This invention relates in general to electrostatography and more specifically to a novel system for controlling the charging potential of an electrostatographic imaging member.
In the art of electrostatography an electrostatic latent image is formed on an imaging surface of an insulating layer supported on a conductive substrate. The electrostatic latent image may be formed directly by various well known techniques such as charged stylus writing, corona charging through a mask, shaped electrodes, TESI, and the like. The electrostatic latent image may also be formed by electrophotographic techniques including uniformly depositing an electrostatic charge on a photoconductive insulating layer and exposing the photoconductive insulating layer to a pattern of activating electromagnetic radiation such as light which selectively dissipates the charge in the illuminated areas of the photoconductive insulating layer while leaving behind an electrostatic latent image in the non-illuminated areas. The electrostatic latent image may be developed to form a visible image by depositing finely divided electroscopic toner particles on the imaging surface. The resulting visible toner image can be transferred to a receiving member such as paper. This imaging process may be repeated many times with, for example, reusable photoconductive insulating layers.
Generally, in electrophotographic imaging systems, the electrophotographic imaging member and developer subsystems are optimized for the specific materials utilized, e.g. photosensitivity, development zone density and the like, and also for copy quality requirements, e.g. low background deposits, low density line reproduction and the like. After optimization, the photoreceptor and developer subsystems are fixed and only minor modifications can be made in charging or exposure levels to meet specific user requirements. In most cases, the only immediate controls over tone reproduction afforded the user are copy lighter control buttons and copy darker control buttons which vary the bias voltage of a development electrode such as the conductive member of a magnetic brush applicator roll. In some electrophotographic imaging systems, the bias to the development electrode is fixed at a given value and the operator is only allowed to vary the exposure.
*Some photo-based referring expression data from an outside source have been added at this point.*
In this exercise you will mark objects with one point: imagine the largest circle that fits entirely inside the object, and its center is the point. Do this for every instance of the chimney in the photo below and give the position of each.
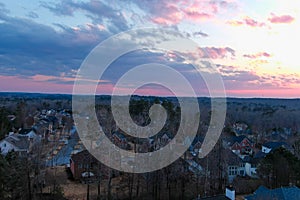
(230, 192)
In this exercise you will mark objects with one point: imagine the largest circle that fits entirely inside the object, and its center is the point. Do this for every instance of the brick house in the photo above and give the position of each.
(240, 145)
(82, 163)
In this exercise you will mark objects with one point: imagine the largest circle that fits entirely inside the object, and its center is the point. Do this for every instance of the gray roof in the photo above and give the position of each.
(276, 145)
(284, 193)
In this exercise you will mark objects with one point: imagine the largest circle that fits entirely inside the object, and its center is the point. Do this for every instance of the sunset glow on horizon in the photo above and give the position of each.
(253, 44)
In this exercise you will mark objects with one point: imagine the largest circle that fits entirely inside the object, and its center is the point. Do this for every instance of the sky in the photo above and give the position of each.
(253, 43)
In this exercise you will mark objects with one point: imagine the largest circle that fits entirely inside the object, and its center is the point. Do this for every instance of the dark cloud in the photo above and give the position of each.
(30, 47)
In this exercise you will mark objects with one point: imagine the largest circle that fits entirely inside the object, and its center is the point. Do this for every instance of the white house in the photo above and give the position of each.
(271, 146)
(15, 142)
(250, 169)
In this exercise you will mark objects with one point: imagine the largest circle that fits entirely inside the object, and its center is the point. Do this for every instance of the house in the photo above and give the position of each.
(272, 146)
(15, 142)
(241, 145)
(234, 164)
(240, 128)
(82, 163)
(283, 193)
(196, 145)
(251, 166)
(32, 135)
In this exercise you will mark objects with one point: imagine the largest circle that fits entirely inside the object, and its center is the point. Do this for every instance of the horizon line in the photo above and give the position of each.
(227, 97)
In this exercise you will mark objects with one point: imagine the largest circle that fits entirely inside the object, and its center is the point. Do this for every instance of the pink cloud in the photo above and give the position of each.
(248, 22)
(283, 19)
(168, 12)
(216, 52)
These approaches result in essentially the same, very limited, control over copy quality. A disadvantage of this is that copy darker control buttons enhance low density images, but increase copy background, whereas copy lighter control buttons suppress image information as well as reduce solid area contrast.
Features which allow variable control in a machine of the charge deposited by a corotron, require the use of complex and costly control circuits. The increased costs and complexity as well as the additional space required for control circuits render these approaches undesirable in compact, low volume copiers and printers.